Rotund, red-faced, pipe-smoking and with a voice as deep as a mine shaft, Bagge was the lively public face for an industry that was left for dead after the rise of other power sources, but that rebounded with the energy crises of the 1970s and fears about the environmental risks of nuclear power.
Bagge reveled in the resurgence and fought efforts to impose stricter controls on the big coal-burning power plants of the Northeast and Midwest that came under scrutiny in the 1970s and ‘80s.
In 1971, when Bagge took over the presidency of the coal association, whose members included coal producers and exporters, he changed the phone number, which is still in use, to reflect who he said his masters were: (202) 463-2625 (GOD-COAL).
He often told the story of how he got his start in the coal industry, when during his impoverished youth on Chicago’s South Side, his Swedish immigrant father would send him on sorties to the railroad tracks to collect stray chunks of coal to heat their home.

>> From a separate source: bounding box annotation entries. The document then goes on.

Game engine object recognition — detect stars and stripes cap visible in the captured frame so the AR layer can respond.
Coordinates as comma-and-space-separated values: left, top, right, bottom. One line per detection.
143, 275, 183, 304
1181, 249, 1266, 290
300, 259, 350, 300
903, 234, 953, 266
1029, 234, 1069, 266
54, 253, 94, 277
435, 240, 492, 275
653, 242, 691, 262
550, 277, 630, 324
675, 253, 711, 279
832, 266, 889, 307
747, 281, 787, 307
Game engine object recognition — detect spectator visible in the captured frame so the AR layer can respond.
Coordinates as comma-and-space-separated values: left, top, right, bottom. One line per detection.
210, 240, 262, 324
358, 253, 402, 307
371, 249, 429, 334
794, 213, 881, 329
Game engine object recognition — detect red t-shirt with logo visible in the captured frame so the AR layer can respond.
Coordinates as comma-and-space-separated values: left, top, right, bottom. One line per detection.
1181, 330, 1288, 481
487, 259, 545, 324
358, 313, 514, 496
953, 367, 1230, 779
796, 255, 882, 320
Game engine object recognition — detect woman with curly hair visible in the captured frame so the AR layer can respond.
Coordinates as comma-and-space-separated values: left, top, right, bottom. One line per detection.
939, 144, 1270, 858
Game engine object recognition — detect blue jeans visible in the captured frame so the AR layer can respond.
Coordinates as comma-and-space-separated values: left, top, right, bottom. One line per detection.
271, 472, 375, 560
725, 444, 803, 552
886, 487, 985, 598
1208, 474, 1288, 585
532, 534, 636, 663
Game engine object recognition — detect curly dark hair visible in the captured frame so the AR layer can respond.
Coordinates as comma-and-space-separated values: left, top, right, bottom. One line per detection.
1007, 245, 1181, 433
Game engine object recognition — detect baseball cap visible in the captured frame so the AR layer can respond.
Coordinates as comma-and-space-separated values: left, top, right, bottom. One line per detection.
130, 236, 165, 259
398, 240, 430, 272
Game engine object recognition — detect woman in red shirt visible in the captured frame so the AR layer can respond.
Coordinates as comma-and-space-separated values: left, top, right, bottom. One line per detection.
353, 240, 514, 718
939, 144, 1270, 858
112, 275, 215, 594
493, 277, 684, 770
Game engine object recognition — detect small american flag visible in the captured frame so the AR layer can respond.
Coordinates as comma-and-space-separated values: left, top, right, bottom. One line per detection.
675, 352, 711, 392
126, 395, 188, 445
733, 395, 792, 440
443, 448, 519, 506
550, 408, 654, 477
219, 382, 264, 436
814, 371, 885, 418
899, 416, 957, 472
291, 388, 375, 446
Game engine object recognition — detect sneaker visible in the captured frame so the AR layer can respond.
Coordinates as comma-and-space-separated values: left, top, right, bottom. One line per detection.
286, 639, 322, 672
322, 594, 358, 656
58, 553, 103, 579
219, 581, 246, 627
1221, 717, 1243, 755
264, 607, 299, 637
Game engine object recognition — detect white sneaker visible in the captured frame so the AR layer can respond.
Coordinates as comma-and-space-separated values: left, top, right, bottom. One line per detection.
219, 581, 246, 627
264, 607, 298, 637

Bagge served in the Navy from 1945 to 1946. He received a bachelor’s degree from Augustana College in Rock Island, Ill., in 1949 and a law degree from Northwestern in 1952.
He worked as an attorney for the Atchison, Topeka & Santa Fe railroad in Chicago from 1952 until 1965, when he moved to the Washington area upon being named to the Federal Power Commission. He received bipartisan praise when he argued for loosening the regulation of natural gas rates.
He went from regulating to fighting regulations when he joined the coal association. Among his major battles during the first generation of clean air and clean water legislation were the 1977 amendments to the Clean Air Act that mandated new limits on sulfur dioxide and other emissions.
Nicknamed “Mr. Coal,” he called clean-air groups extremist and decried the demonizing of the fuel. But despite the rhetoric, even his political enemies became friends and sometimes guests at his Swedish-themed Christmas bashes.
In the 1980s, in the face of increasing scientific evidence to the contrary and a growing chorus of complaints from environmentalists and Canadian officials, Bagge maintained that, “Scientists haven’t found any sound evidence of acid rain damage to vegetation in the natural environment.”
Survivors include his wife of 47 years, Margaret Evelyn Bagge; three daughters; a son, and nine grandchildren.